玉珠自然也是庆幸的,福祸相依,若不是这恼人的孝期拖延,她怕是等不到谢叔南开窍,就成白家妇了。
幸好,他们没有错过。
***
晋国公府和文庆伯府本就是亲戚,再加上郎有情女有意,婚事谈的很是顺遂。
乔家与白家的退婚更是顺遂——因着谢叔南在长安那么一闹,白思齐养外室的事闹得沸沸扬扬,如今女方家要求退婚,名正言顺,毫无指摘之处,白家连先前下的聘礼都不好意思取回,尽数留给伯府,算作赔礼。
文庆伯白得了一笔聘礼,还觉着占了便宜。
乔少夫人觉着不妥,与乔文绍商议一番,决定将这聘礼还回去,省得叫外人说他们伯府短视肤浅。
乔文绍也有此意,却不好与文庆伯正面对上,于是求到未来妹婿头上。
谢叔南一听,二话不说就找上门,嚷嚷着要将白家的破东西都送回去,他们才不稀罕,留着晦气。
文庆伯试图劝说,可谢叔南那混起来六亲不认的小霸王脾气,哪里是文庆伯劝得住的——
虽有万般不舍,可为了晋国公府那更加丰盛的聘礼以及未来乔家的倚仗,文庆伯还是咬咬牙,派人将白家的聘礼全数归还。
至此,前尘旧怨算是彻底断了个干净。
因着玉珠才退婚,也不好立即就许给别家,再加上乔氏要赶往北庭探望长孙,一直到次年秋日,晋国公府才下聘定亲,约定婚期。
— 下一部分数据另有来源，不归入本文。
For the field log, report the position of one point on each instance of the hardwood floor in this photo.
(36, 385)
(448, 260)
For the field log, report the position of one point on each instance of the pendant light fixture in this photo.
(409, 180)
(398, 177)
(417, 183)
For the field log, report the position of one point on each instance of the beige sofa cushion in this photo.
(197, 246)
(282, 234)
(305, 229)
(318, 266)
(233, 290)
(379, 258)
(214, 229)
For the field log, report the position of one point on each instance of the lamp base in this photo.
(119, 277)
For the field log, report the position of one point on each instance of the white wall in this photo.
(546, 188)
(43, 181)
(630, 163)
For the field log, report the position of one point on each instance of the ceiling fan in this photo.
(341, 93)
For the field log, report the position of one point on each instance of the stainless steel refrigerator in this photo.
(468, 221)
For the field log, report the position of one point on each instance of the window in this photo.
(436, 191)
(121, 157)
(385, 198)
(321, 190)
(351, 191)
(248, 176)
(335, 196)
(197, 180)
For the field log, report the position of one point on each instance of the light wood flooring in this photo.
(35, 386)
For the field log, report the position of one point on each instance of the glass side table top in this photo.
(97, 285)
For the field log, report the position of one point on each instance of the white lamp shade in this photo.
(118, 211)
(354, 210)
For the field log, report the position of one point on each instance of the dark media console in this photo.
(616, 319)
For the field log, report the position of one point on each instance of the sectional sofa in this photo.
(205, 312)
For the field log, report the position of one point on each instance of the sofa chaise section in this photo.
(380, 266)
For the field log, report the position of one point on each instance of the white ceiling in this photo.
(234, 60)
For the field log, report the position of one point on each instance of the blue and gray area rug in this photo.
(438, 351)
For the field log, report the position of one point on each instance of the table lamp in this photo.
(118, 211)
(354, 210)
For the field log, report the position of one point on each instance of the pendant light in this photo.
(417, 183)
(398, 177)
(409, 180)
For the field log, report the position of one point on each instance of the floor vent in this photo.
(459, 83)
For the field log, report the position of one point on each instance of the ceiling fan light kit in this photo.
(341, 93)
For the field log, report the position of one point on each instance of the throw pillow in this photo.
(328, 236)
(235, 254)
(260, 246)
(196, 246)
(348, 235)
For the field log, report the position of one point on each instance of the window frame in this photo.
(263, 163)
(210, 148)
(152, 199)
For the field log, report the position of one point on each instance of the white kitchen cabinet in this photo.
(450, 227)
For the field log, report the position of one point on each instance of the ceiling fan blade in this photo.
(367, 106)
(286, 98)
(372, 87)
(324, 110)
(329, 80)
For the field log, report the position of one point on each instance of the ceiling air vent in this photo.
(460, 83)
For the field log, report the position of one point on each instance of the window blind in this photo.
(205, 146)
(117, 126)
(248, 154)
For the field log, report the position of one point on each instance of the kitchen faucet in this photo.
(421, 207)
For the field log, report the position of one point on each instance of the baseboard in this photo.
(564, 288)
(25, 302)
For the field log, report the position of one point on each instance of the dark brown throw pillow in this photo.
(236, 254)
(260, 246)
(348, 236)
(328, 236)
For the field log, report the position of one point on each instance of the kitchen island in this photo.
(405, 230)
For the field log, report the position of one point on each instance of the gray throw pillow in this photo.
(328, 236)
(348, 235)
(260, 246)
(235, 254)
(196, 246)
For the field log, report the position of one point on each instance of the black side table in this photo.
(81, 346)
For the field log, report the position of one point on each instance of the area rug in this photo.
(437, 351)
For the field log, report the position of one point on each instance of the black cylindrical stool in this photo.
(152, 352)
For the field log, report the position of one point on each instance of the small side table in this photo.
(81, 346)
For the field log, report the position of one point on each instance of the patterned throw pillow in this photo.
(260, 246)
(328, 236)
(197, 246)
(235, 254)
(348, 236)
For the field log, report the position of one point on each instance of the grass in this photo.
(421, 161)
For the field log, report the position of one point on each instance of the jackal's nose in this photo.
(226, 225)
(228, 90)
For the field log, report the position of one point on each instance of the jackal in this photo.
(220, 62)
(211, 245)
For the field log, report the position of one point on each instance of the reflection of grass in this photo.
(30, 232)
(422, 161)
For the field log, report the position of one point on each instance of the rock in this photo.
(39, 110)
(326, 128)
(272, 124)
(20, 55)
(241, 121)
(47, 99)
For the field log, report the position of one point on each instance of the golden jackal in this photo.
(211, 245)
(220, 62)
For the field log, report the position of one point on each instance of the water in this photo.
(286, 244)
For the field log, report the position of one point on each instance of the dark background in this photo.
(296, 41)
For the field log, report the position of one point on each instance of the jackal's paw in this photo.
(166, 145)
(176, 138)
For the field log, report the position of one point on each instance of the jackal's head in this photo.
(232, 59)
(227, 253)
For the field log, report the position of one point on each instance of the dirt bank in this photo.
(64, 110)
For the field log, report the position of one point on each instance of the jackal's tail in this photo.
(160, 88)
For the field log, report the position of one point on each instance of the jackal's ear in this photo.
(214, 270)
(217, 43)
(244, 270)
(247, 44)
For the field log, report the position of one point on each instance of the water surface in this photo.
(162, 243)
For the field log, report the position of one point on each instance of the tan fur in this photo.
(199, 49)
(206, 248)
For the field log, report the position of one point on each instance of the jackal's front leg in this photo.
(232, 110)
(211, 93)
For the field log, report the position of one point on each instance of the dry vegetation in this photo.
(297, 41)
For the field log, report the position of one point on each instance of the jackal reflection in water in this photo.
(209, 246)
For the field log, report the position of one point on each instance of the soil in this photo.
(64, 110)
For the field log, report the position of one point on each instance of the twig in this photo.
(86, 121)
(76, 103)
虽说先前肃州城内已有两家结亲的风声,但晋国公府真正下聘那日,各大府上都惊愕不已,百姓们也议论纷纷——
有人说,乔氏有心贴补娘家,才将那老侄女许给自家儿子。
有人说,那伯府娘子是个有心机的,耍了手段才攀上这样一门好亲事。
也有人说,国公府三爷与那伯府娘子是青梅竹马两小无猜,早有情意,只是阴差阳错,耽误这些年,终成眷属。
在众说纷纭里,春去秋来,又过了两年。
永熙六年八月十九,大吉日,宜嫁娶。
在这秋高气爽,木樨飘香的日子,晋国公府世子谢叔南娶妻了。
晋国公有三个儿子,长子和次子的婚事都是在长安办的,唯有这第三子是在肃州国公府上办,是以府上的奴才们一个个干劲十足,尽心尽力将这婚事办的挑不出错处。
乔氏也对晋国公感叹,“这回总算不用长途跋涉,来回奔波了。”
晋国公深以为然,再看府邸四处挂着的红灯笼和大红喜字,历尽沧桑的脸庞露出一丝怀念,“遥想上一回咱们府上娶媳妇,还是我娶你进门的那天。没想到一眨眼三十年就过去了,孩子们一个个都大了,如今就连三郎这猴崽子都娶媳妇了……”
乔氏也被这话勾起回忆,弯眸笑道,“是啊,日子过得可真快。”
仿佛一切都还在昨日,她的兄长背着她出门子,谢垣牵着她的手,迎着她进了国公府的大门。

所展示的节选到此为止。